The GC box and TATA transcription control elements in the P38 promoter of the minute virus of mice are necessary and sufficient for transactivation by the nonstructural protein NS1

Author:

Ahn J K1,Pitluk Z W1,Ward D C1

Affiliation:

1. Department of Genetics, Yale University School of Medicine, New Haven, Connecticut 06510-8005.

Abstract

To further define the transcriptional regulation of the P38 promoter in the minute virus of mice (MVM) genome, we constructed a series of internal deletion and linker scanning mutations. The mutant P38 constructs were assayed for transcriptional activity in vitro by primer extension analysis with nuclear extracts from murine A92L fibroblasts. Mutations which disrupted the GC box and TATA box severely reduced transcription in vitro. DNase I footprinting analysis confirmed that the murine transcription factor Sp1 bound to the GC box; however, no factors were observed interacting with a putative transcriptional activation regulatory element, termed the TAR element.
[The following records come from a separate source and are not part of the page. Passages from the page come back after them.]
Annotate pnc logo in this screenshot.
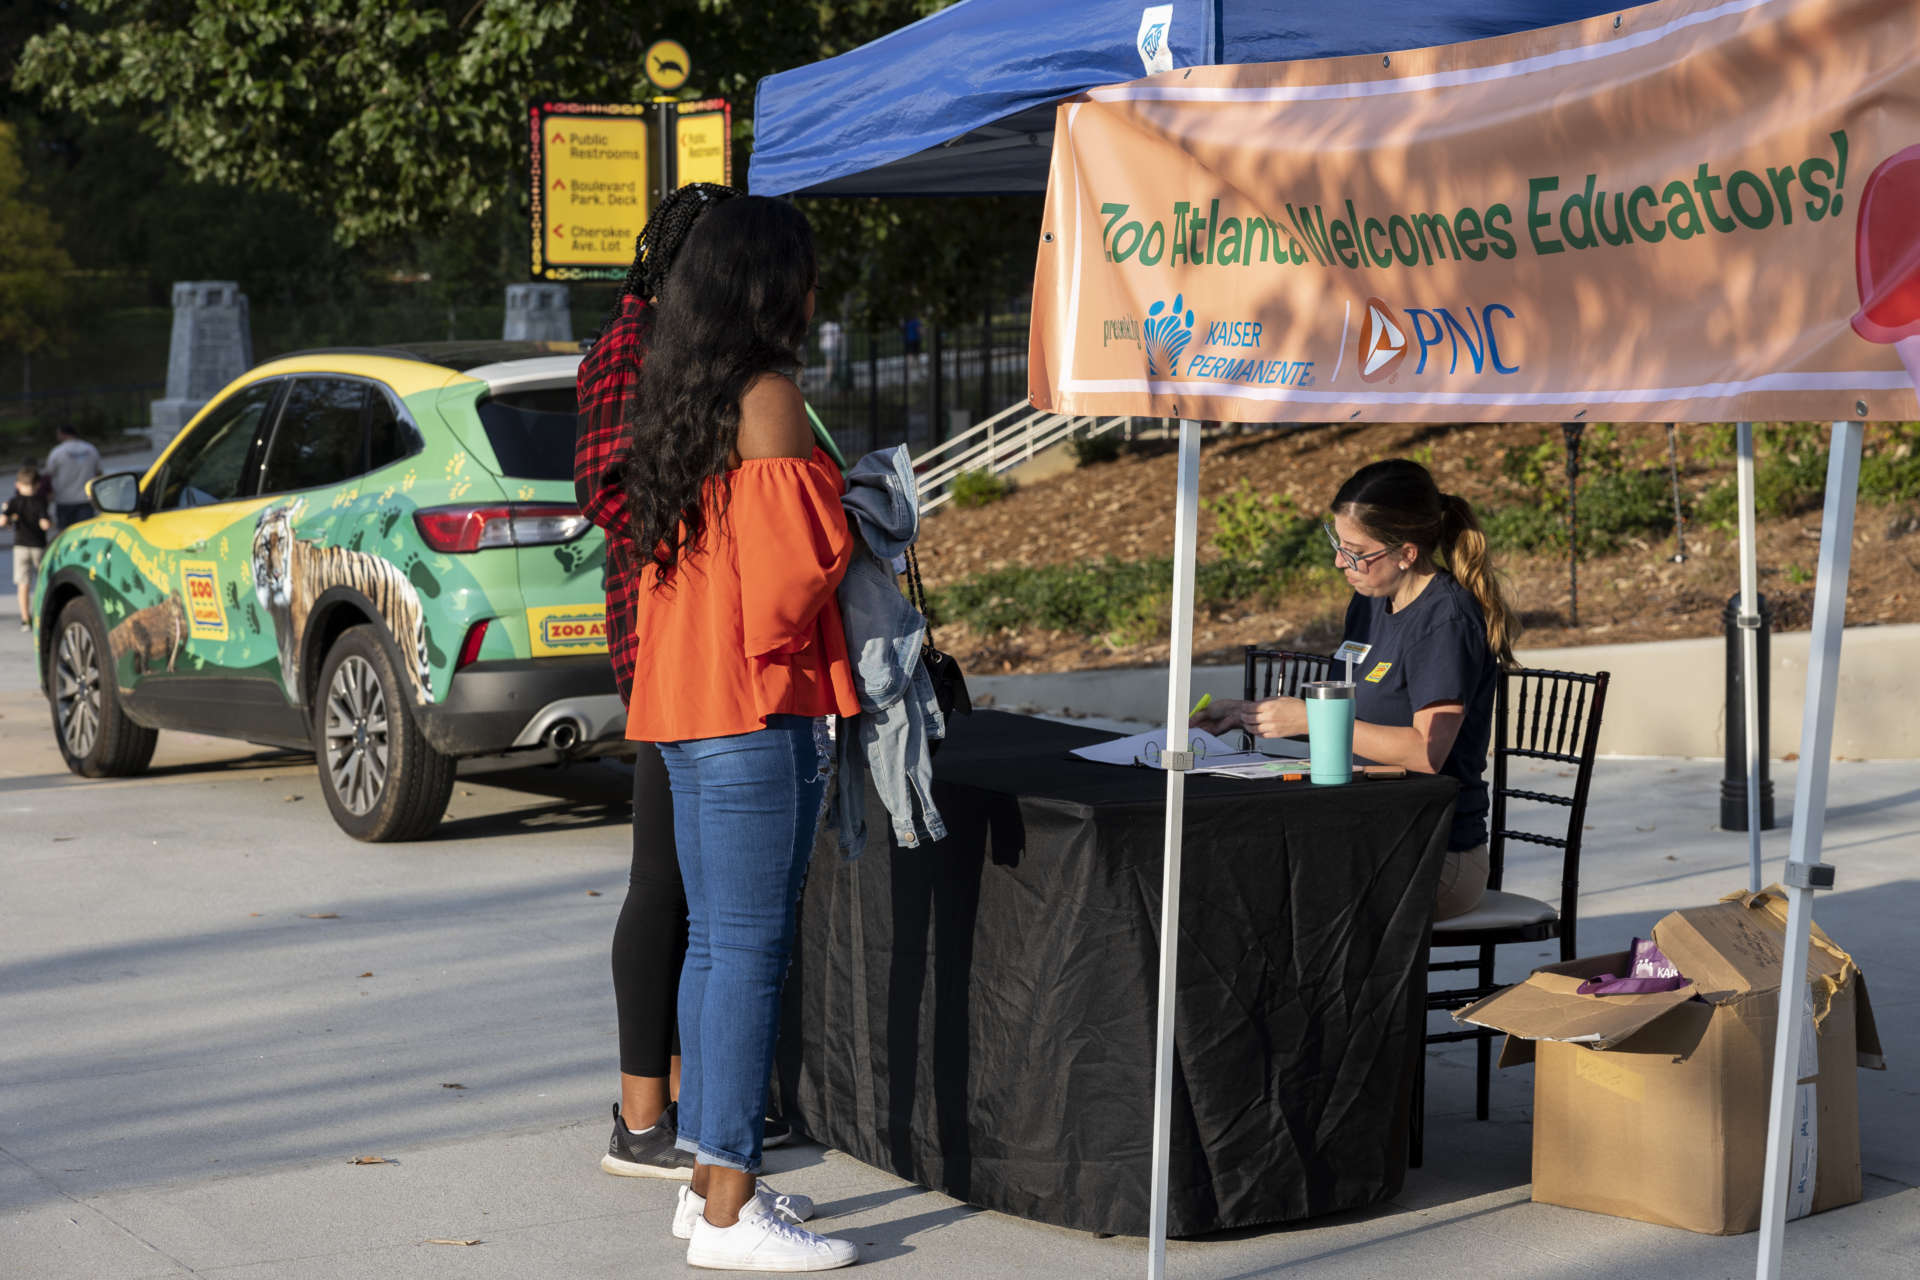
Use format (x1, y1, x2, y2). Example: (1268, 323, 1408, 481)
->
(1354, 296, 1520, 381)
(1144, 294, 1195, 378)
(1356, 297, 1408, 383)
The linker scanning mutations were analyzed in vivo by using a chloramphenicol acetyltransferase expression assay system, in both the presence and absence of constructs expressing the viral nonstructural protein, NS1. The ability of NS1 to transactivate the P38 promoter (up to 1,000-fold) depended entirely on the presence of intact GC and TATA box sequences. Disruption of the TAR element by either linker insertion mutations or an internal deletion did not inhibit transactivation of the P38 promoter. These results suggest that NS1 transactivates the P38 promoter indirectly by interacting with one or more components of the P38 core-transcription complex.

Publisher

American Society for Microbiology

Subject

Virology,Insect Science,Immunology,Microbiology

Reference21 articles.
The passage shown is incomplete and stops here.